Executive summary: asynchronous beats synchronous.

I’ve recently had to design and implement a message bus in a componentized system. The goal of the message bus was to completely abstract away components from each other: the only interaction happens by sending messages to the message bus (and by subscribing to messages on the message bus). Because of complete isolation, components can be replaced transparently; not to mention the benefits in the areas of tracing, debugging and simulation you get by being able to record and replay all communication between components.

Communication Types

The message bus needed to support two types of messages:

  • Publish/Subscribe: just fire away messages on the message bus. Other components will subscribe to messages that interest them, and handle them when they occur.
  • Request/Response: sometimes, the sender of a message may want to wait with its next operation until it knows the message has been handled (and whether some operation that got triggered by that message succeeded or failed). This corresponds to request/response semantics, and can easily be implemented on top of publish/subscribe semantics, just by doing some extra work on the sender’s part by matching outgoing and incoming messages.

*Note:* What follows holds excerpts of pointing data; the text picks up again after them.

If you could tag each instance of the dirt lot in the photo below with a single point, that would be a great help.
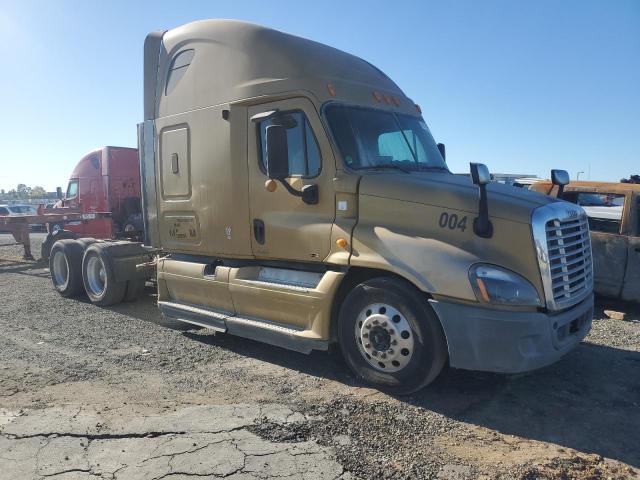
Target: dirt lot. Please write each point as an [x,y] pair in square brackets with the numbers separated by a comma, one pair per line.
[120,393]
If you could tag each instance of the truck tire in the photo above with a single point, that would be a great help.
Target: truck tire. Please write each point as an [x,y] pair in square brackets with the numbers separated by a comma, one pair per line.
[51,238]
[98,277]
[65,267]
[390,337]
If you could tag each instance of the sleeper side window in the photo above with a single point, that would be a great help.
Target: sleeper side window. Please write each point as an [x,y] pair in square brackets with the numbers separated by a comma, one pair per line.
[304,153]
[72,189]
[603,209]
[638,215]
[178,68]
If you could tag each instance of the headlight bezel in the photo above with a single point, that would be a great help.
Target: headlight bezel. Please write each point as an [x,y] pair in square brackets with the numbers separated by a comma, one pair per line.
[499,286]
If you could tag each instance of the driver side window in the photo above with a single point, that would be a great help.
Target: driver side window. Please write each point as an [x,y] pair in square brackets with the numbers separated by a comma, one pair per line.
[304,153]
[72,189]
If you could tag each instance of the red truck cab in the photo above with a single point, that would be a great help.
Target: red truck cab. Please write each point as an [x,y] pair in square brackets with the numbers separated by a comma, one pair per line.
[105,180]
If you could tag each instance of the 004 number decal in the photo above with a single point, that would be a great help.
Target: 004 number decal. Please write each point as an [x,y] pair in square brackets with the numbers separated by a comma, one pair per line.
[452,221]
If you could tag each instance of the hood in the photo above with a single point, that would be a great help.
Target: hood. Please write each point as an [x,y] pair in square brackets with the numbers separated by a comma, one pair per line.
[453,192]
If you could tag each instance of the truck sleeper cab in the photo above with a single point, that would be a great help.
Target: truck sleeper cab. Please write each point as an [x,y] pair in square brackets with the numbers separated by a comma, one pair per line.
[105,180]
[293,194]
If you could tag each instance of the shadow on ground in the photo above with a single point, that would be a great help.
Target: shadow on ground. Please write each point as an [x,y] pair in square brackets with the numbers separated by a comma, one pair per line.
[589,401]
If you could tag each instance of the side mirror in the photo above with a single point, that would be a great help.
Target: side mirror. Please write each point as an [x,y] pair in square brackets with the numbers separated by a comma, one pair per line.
[560,178]
[277,152]
[480,175]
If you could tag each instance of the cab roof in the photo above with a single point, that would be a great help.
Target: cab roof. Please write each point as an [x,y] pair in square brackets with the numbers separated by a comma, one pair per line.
[221,61]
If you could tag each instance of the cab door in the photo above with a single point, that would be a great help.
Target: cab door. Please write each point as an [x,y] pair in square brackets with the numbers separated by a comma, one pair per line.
[283,226]
[631,287]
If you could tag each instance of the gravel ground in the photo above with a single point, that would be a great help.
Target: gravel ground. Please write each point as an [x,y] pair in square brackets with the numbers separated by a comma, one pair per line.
[576,419]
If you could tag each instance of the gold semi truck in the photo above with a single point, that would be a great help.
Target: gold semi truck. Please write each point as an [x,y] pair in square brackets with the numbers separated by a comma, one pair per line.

Note that in this type of request/response, the sender still doesn’t know which component handled the message, so it is a form of “untargeted RPC”.

Ultimately, components are a collection of “message handling routines” grouped with a set of (private) state variables, invoked by the messaging runtime at the appropriate time. This document describes the considerations for the threading model of the messaging runtime (whether the system should be single or multi threaded) and whether we should allow a synchronous API for request/response style exchanges (publish/subscribe exchanges are trivially asynchronous so they do not come into play).

Principle: Reentrancy

The most important consideration I’ll take into account while evaluation the alternatives is that of reentrancy. This can be explained as follows:

The system is reentrant if a component can be asked to handle a message B while it is still handling a message A. To make a reentrant system work, all of its components have to be reentrant, i.e., be able to deal with this occurrence.

Making a component reentrant is harder than if the system guarantees that a component will not be asked to handle two messages at the same time. Absence of reentrancy has the following benefits:

  • Handlers can be considered “atomic”; state only needs to be consistent at the start and end of message handlers, even if messages are sent out in between, irrespective of what happens in response to these messages. This means that the correctness of a handler can be guaranteed locally.
  • In a multithreaded context, locking is not required, because at most one thread will be touching the component’s variables at any time.

When can reentrancy occur?

Given that the system is reentrant (i.e., takes no effort to avoid it), in what situations could it actually occur that a component is activated twice?

  • In a single-threaded system, reentrancy can only happen when a component gives away its flow of control (for example, when it sends an outgoing message using the messaging runtime).
  • In a multi-threaded system, a component could potentially be activated at any time – at any time, some other component could be sending it a message, potentially activating it.

A reentrant threading model in a multithreaded system would be the hardest to guarantee (and test) the correctness of, since any message handler could be interrupted between any two instructions, not just at fixed points. Hence, non-reentrancy is a useful property to have.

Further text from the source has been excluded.